Ask most people what they think the future will bring in the next 10, 20, 50 years, and you’re likely to encounter pessimism. Drought, famine, war, disease, scarce resources. The planet is warming up, we’re killing of species by the hundred-fold, destroying this one and only planet we’ve been given. Right now we have Ebola, Global Warming, ISIS, and a newly elected American Congress that has promised to roll back much-needed health reforms. The future does indeed look bleak.
Few people you will meet will expound the optimistic views of the 70s and 80s. Colonies in space. Environmentally friendly cities. Famine, disease, war rendered obsolete simply by the fact that we have moved from a society of scarcity to one of plenty.

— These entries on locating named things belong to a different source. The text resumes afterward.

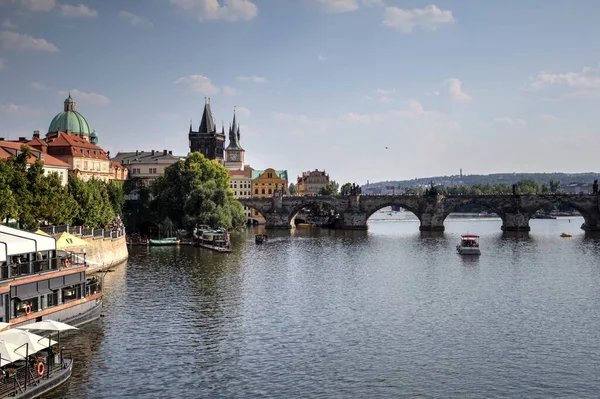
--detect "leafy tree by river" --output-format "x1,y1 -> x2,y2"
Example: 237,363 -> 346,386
150,152 -> 247,230
0,146 -> 123,229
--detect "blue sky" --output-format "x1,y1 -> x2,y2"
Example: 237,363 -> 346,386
0,0 -> 600,183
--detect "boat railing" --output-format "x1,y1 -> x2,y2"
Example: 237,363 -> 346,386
0,252 -> 85,281
0,352 -> 63,398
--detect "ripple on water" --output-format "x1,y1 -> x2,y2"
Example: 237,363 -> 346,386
48,219 -> 600,398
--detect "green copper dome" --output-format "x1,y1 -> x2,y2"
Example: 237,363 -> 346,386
48,94 -> 90,136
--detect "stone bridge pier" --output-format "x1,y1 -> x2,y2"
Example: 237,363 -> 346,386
240,194 -> 600,232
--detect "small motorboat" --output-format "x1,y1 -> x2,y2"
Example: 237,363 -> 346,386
254,234 -> 269,245
456,234 -> 481,255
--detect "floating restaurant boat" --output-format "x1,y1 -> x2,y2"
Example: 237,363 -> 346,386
148,237 -> 181,247
0,320 -> 75,399
254,234 -> 269,245
0,225 -> 102,327
456,234 -> 481,255
196,229 -> 231,252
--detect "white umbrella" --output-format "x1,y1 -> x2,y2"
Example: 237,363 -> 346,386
16,320 -> 77,332
0,329 -> 56,353
0,340 -> 27,367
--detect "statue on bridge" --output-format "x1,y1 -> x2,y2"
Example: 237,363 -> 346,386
425,180 -> 438,197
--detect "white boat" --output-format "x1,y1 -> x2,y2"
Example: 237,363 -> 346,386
456,234 -> 481,255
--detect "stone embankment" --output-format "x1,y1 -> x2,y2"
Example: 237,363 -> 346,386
41,226 -> 129,273
81,235 -> 129,273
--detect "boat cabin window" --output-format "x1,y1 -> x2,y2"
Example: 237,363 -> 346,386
46,290 -> 58,307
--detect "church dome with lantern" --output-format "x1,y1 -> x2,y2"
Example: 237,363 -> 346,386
48,93 -> 98,144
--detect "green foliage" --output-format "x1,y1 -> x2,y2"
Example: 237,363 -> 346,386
0,146 -> 123,229
288,183 -> 298,195
319,180 -> 340,195
151,152 -> 247,230
340,183 -> 352,195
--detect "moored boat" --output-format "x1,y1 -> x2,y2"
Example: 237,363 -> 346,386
148,237 -> 181,247
0,225 -> 103,327
196,228 -> 231,252
456,234 -> 481,255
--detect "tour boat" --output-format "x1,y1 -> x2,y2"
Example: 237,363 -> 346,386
456,234 -> 481,255
0,225 -> 102,327
254,234 -> 269,245
196,228 -> 231,252
148,237 -> 181,247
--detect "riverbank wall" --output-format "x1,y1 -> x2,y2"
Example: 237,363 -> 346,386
82,236 -> 129,273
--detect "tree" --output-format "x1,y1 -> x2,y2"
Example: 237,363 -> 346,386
288,183 -> 298,195
151,152 -> 246,230
319,180 -> 340,195
340,183 -> 352,196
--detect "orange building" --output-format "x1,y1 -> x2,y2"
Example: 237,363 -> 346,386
252,168 -> 288,224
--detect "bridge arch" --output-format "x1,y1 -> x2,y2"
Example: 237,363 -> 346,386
365,199 -> 421,220
288,196 -> 340,224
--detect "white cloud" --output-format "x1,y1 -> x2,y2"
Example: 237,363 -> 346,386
173,75 -> 239,96
60,4 -> 98,18
119,11 -> 154,27
444,78 -> 473,102
0,18 -> 18,30
0,0 -> 56,12
310,0 -> 383,13
223,86 -> 240,96
525,67 -> 600,98
0,104 -> 21,114
30,82 -> 48,90
170,0 -> 258,22
235,107 -> 250,118
237,76 -> 267,83
0,30 -> 58,51
382,5 -> 456,33
58,89 -> 110,106
494,116 -> 527,127
540,114 -> 560,121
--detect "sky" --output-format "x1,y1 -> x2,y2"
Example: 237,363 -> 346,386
0,0 -> 600,184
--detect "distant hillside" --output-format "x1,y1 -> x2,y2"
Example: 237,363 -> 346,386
362,172 -> 600,193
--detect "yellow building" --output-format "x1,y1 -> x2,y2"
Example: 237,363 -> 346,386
297,169 -> 329,196
229,169 -> 252,220
252,168 -> 288,224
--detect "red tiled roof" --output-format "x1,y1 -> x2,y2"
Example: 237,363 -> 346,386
229,170 -> 252,178
0,141 -> 69,168
48,132 -> 108,159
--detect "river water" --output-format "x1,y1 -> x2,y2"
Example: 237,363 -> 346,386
47,213 -> 600,398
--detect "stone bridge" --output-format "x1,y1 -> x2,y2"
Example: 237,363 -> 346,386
240,194 -> 600,231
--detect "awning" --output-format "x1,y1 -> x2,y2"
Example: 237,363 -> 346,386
0,225 -> 56,262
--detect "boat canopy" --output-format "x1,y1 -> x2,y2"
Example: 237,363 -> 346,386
0,225 -> 56,262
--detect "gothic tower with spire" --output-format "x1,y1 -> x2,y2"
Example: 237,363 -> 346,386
225,107 -> 244,170
188,98 -> 225,163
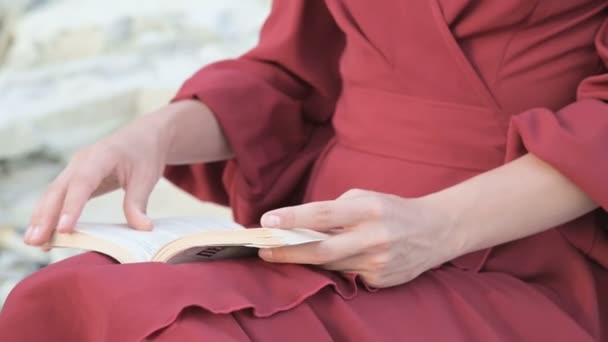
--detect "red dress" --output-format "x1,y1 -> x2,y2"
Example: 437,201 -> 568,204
0,0 -> 608,341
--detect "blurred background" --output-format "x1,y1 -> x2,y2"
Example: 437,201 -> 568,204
0,0 -> 270,306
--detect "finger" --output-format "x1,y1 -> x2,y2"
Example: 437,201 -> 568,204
261,197 -> 382,231
123,172 -> 154,230
91,175 -> 120,197
321,252 -> 390,274
25,173 -> 67,246
57,175 -> 100,233
259,229 -> 369,265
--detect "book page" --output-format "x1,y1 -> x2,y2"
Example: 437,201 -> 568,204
76,218 -> 243,261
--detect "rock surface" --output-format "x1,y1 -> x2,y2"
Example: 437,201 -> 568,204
0,0 -> 270,305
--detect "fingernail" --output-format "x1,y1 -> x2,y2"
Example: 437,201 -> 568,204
23,226 -> 33,243
29,226 -> 42,242
261,215 -> 281,228
57,214 -> 72,233
259,248 -> 272,259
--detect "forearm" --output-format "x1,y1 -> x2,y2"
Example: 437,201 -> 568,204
149,100 -> 233,165
426,154 -> 598,254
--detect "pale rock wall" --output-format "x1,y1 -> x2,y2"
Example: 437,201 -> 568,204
0,0 -> 270,304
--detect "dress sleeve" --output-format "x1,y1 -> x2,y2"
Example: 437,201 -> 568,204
508,21 -> 608,210
507,21 -> 608,268
165,0 -> 344,225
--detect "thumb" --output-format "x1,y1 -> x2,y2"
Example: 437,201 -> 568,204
123,177 -> 154,230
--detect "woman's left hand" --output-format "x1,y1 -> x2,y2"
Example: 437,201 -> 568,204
259,189 -> 462,287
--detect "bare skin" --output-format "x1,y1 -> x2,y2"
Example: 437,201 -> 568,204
25,100 -> 598,287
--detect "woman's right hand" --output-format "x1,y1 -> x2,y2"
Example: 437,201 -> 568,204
25,109 -> 170,246
25,100 -> 232,246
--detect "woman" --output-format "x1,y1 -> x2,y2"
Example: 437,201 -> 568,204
0,0 -> 608,341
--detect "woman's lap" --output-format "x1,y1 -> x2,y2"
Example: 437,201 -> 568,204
0,254 -> 590,341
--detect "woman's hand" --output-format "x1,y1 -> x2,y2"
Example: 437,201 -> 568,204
25,111 -> 169,245
25,100 -> 232,246
255,190 -> 460,287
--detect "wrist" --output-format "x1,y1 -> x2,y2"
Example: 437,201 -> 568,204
420,188 -> 475,259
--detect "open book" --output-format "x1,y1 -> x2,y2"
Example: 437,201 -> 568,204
50,218 -> 328,263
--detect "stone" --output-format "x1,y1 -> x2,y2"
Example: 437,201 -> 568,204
0,0 -> 270,306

Our optimistic visions of this:
Have been replaced with this:
Our defining vision for the 21st century is dystopia, at least so far. Part of this is fueled by the media we consume. Film, video games, television. But they are not to blame. Art echoes stark realities, casts a mirror on our inner psyche. While some live in utter luxury, others on this planet must scour garbage of others to survive. While we send probes to the planets and beyond, loft massive ships into Earth orbit, a ten year old boy dies of Ebola, alone, suffering, without adequate care, to be forgotten.

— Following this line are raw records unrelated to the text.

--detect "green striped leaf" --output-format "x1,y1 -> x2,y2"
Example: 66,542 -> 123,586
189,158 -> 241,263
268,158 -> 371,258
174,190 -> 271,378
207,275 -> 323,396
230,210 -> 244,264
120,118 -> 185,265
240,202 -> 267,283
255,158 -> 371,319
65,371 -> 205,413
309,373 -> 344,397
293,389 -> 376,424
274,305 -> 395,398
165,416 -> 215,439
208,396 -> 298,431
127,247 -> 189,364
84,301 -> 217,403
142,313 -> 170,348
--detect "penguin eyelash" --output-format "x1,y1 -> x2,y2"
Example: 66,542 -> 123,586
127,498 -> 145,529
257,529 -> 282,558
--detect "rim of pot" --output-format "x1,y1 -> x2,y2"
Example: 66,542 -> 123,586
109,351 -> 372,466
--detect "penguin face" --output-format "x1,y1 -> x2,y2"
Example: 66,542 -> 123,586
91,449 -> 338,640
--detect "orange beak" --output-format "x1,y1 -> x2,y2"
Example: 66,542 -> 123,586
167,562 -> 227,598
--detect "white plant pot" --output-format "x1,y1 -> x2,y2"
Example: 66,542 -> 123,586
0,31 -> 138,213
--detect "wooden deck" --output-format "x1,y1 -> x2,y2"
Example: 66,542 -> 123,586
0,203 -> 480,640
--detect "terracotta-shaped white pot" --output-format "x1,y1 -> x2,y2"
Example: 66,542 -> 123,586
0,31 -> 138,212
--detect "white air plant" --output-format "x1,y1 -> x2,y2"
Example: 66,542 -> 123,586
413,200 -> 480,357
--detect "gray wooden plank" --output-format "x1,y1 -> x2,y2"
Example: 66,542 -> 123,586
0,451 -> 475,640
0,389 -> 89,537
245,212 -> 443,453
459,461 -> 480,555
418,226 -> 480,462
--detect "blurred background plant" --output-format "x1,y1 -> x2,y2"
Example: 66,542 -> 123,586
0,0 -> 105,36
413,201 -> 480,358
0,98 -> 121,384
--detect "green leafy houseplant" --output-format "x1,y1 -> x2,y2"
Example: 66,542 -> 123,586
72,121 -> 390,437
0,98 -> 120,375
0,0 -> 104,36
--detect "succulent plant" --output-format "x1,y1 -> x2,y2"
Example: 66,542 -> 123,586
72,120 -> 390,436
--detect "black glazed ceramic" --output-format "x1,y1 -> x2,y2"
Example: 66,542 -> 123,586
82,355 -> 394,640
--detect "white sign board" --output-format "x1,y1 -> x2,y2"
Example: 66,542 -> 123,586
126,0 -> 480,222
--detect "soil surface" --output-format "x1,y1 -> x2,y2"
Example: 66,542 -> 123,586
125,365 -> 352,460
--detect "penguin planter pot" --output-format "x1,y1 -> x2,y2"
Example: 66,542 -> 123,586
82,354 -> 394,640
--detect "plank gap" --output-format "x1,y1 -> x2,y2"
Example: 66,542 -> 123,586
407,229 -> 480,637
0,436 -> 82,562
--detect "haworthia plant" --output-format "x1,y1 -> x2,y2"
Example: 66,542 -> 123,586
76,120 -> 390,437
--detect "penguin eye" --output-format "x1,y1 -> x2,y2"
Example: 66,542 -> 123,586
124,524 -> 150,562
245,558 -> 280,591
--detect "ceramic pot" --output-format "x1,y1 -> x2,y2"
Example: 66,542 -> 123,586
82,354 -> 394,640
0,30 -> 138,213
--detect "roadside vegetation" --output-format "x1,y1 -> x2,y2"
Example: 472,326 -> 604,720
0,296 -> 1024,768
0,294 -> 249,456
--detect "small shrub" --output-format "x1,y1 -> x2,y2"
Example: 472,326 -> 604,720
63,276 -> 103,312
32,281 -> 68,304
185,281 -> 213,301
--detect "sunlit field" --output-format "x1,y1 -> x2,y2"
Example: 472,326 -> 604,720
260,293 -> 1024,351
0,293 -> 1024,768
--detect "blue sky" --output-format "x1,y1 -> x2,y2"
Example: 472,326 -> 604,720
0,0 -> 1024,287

It’s easy to be bleak, pessimistic. Our politicians like clockwork fail to live up to their promises, or fall into scandal and shame. Instead of propping up the forward-thinking, most intelligent, philosophical and artistic among us, we praise those who have the prettiest face, or are the most obnoxious, or who, by nature of their birth, simply have more money than we do.
Some called Gene Roddenberry a utopianist, but I think he had it right: humanity needs a vision of the future that is grand instead of bleak, optimistic instead of dire. And he was wise enough to know that a post-scarcity world does not mean that all suffering will be eradicated. It simply means that, barring exceptional circumstances, all individuals will have the opportunity to pursue whatever they can imagine.
But this is not the world we live in. If you are lucky enough to be born into a class or society where you have access to healthcare, food, education, you are already ahead of the game. But even so, most in the Western world struggle with crushing debt, an economy that favors the top as it exploits the lowest among us.
We do have plenty, as William Gibson said, it’s just not evenly distributed.
I think our problem — and I want to say up front that it’s a solvable one — is that we — we as in humanity as a whole — have no singular vision for the 21st century. And so, because we choose not to strive for an ideal humanity, or because all the billions of shouting voices just devolve into noise, we revert to the stock image of the future that we’ve been fed via media for the past several decades: dystopia.
Stop for a second. Name one film, book, video game, or other media you’ve encountered in the past five years that presented a view of the future that wasn’t bleak. Can you name ten? Five? One?
Now, how many of the dystopian variety can you think of? Fifty? A hundred? More?
Part of our problem is a lack of foresight. Unless we plan for a different future, unless we actively strive for a future that we all can embrace, we will instead receive that which our subconscious automatically creates, and that will be fueled by our default vision of the future. Instead of this default vision, can we imagine a future in which:
- Everyone on the planet has affordable or free access to food, water, clothing, shelter, and healthcare
- Everyone on the planet has access to affordable or free education up to any level their minds desire
- A massive reduction in fossil fuel use to be replaced with sustainable resources
- A slowing of population growth to sustainable levels
- Reduction and eventual elimination of war and the reasons for it, which are typically: land, religion, resources
- A massive ramping up of the search for life in the Cosmos
- A massive slowdown of resource depletion concomitant with renewed efforts to preserve and protect all living species
- A commercial, private space program with an intent to expand humanity’s presence beyond Earth
I’m sure we can think of more, but these would be a good start. And the most important thing is that all of them are very much possible, especially if each of us, individually, work towards one or more of those goals each day. Even if only a small percentage of humanity’s billions took up these goals, think of the change that might be possible. The mode we are living in now: scarcity, debt, war, poverty, a surveillance state…this inevitable slide into dystopia is but one mode of many. And all we have to do is shift our consciousness a bit to realize that another mode is possible. And that can just as easily be inevitable too, so long as we make it happen, so long as we consciously act to bring it into the world.
November 13, 2014 at 2:48 pm
Great post, Matt, and obviously I agree with most of it.
Now, would you mind telling me which stories that *you* have written so far do indeed portray an optimistic vision of the future? I’m not being snarky here: I really wish to know so I can read them.
November 30, 2014 at 10:43 am
Thanks, Jetse. “The Last Probe” is probably my most optimistic story, though that may be spoiling it. Also, depending on how you read it, “The Sounds of Old Earth” is partially optimistic. Admittedly, I need and plan to write more.